PCB: The Process's Identity Card

The OS tracks every process using a data structure called the PCB (Process Control Block). It contains:

• PID (process ID)
• Current state (ready / running / blocked)
• CPU register snapshot (saved when the process is switched out)
• Memory map (page table pointer)
• List of open file descriptors
• Signal handlers
• Parent PID and child process list

In the Linux kernel the PCB is the task_struct defined in include/linux/sched.h. It has hundreds of fields — everything the kernel needs to know about a process is in there.

Hands-On Verification

# View the process tree with PIDs
pstree -p

# See the address space of the current shell
cat /proc/$$/maps

# Inspect ELF sections of a binary
readelf -S /bin/ls | grep -E "\.text|\.data|\.bss"

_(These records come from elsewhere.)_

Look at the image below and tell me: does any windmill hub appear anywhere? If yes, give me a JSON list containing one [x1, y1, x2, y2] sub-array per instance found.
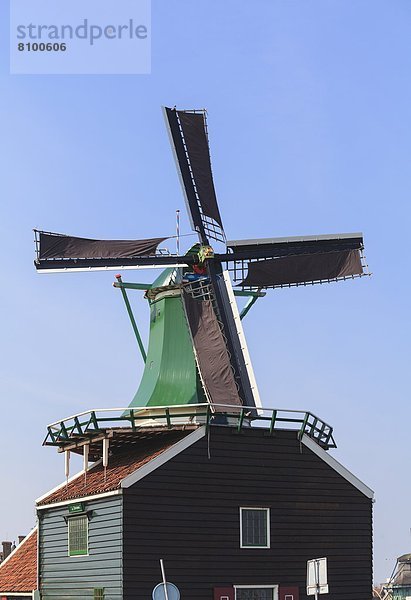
[[198, 245, 214, 265]]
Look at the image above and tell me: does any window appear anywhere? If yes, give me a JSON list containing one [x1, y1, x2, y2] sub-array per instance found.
[[240, 508, 270, 548], [68, 515, 88, 556], [235, 585, 278, 600]]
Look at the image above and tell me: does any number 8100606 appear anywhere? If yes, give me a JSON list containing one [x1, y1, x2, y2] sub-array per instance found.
[[17, 42, 67, 52]]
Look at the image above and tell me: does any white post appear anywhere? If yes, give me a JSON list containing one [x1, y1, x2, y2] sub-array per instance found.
[[83, 444, 90, 473], [64, 450, 70, 482], [160, 558, 168, 600], [314, 560, 320, 600]]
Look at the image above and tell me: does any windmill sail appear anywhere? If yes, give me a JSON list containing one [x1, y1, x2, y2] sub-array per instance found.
[[39, 231, 167, 260], [34, 229, 191, 273], [224, 233, 365, 288], [183, 291, 242, 406], [239, 250, 363, 288]]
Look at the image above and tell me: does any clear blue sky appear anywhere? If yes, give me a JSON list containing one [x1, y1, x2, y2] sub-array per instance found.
[[0, 0, 411, 581]]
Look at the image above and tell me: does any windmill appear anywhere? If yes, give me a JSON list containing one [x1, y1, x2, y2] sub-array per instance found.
[[35, 107, 367, 412]]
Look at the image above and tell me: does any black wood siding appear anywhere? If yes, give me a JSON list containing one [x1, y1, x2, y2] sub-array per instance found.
[[123, 426, 372, 600]]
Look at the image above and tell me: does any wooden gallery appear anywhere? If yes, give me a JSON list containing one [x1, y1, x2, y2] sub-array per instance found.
[[0, 108, 373, 600]]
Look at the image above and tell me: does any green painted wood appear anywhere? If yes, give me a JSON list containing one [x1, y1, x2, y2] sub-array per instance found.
[[130, 269, 206, 407]]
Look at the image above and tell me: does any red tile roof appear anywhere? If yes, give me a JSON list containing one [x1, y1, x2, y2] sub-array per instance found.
[[0, 529, 37, 596], [37, 430, 191, 506]]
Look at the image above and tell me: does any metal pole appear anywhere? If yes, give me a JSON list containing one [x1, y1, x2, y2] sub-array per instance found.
[[160, 558, 168, 600], [116, 275, 147, 362], [176, 210, 180, 256]]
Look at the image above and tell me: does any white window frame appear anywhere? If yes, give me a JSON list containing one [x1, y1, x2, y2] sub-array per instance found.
[[241, 506, 271, 548], [234, 584, 279, 600], [67, 514, 90, 558]]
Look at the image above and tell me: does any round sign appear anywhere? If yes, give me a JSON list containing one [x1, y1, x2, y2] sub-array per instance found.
[[153, 581, 180, 600]]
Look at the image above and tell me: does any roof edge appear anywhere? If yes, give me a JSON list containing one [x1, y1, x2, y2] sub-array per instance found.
[[36, 489, 122, 510], [34, 460, 103, 506], [120, 425, 206, 489], [301, 434, 374, 500]]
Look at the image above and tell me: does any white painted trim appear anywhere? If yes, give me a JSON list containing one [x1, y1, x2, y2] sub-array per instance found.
[[35, 458, 102, 504], [36, 490, 123, 510], [67, 514, 90, 558], [234, 583, 279, 600], [301, 434, 374, 499], [223, 270, 262, 408], [237, 506, 271, 548], [121, 425, 206, 488], [0, 525, 37, 568], [0, 591, 34, 598]]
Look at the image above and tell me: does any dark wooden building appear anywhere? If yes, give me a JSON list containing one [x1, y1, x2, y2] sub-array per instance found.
[[29, 425, 373, 600]]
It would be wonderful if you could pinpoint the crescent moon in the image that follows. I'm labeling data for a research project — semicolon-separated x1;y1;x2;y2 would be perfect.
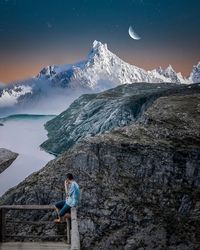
128;26;141;40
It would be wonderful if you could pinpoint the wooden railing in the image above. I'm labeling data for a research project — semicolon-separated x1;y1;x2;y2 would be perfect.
0;205;80;250
71;207;80;250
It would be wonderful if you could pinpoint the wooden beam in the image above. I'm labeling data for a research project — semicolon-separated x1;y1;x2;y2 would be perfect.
0;205;54;210
71;207;80;250
5;234;66;239
0;208;6;242
66;219;71;244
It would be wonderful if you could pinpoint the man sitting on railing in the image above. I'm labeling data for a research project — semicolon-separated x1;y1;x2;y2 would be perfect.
54;173;80;223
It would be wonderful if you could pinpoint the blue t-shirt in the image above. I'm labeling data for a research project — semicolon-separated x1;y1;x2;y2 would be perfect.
66;181;80;207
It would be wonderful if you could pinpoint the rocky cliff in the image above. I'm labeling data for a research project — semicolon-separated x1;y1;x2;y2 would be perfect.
41;83;197;155
0;84;200;250
0;148;18;174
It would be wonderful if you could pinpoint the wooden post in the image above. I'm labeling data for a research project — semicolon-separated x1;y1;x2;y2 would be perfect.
66;219;71;244
0;208;6;242
71;207;80;250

# Quick size summary of each section
size /bin/ls
# Output:
#    text    data     bss     dec     hex filename
#  143416    4824    4664  152904   25548 /bin/ls

# Demonstrate fork in Python
python3 -c "
import os
pid = os.fork()
if pid == 0:
    print(f'Child: PID={os.getpid()}, parent={os.getppid()}')
    os._exit(0)
else:
    print(f'Parent: PID={os.getpid()}, child={pid}')
    os.wait()
"

🔬 Going Deeper

How Clever Is Copy-on-Write?

If fork() actually duplicated all 500 MB of a parent's memory, the operation would take hundreds of milliseconds — completely unacceptable for a shell spawning commands every second. Copy-on-Write solves this: after fork(), parent and child share every memory page, all marked read-only. The moment either side tries to write to a page, the CPU raises a page fault, the kernel copies just that one page, and execution continues. In the extremely common fork() + exec() pattern (spawning a new program), the child never writes to the old pages at all — they get discarded immediately when exec() replaces the address space.

Process Isolation Is the Foundation of Security

Every process lives in its own virtual address space, enforced by the CPU's page tables. Process A's virtual address 0x401000 and Process B's virtual address 0x401000 map to completely different physical pages. The OS can also intentionally map the same physical page into multiple processes — this is how shared memory (via mmap or shmget) works, enabling high-speed inter-process communication without copying.

Recommended Reading:

• Computer Systems: A Programmer's Perspective (CSAPP) — Chapter 8, Exceptional Control Flow. The fork/exec/wait trio is explained more precisely here than anywhere else.
• Operating Systems: Three Easy Pieces (OSTEP) — Part II, Virtualization. Address spaces, paging, and the TLB are all covered in a logical sequence that builds one concept cleanly on top of the last.
• Linux kernel source kernel/fork.c — The copy_process() function is the real implementation of fork(). Reading it alongside OSTEP's paging chapters is a genuinely rewarding experience.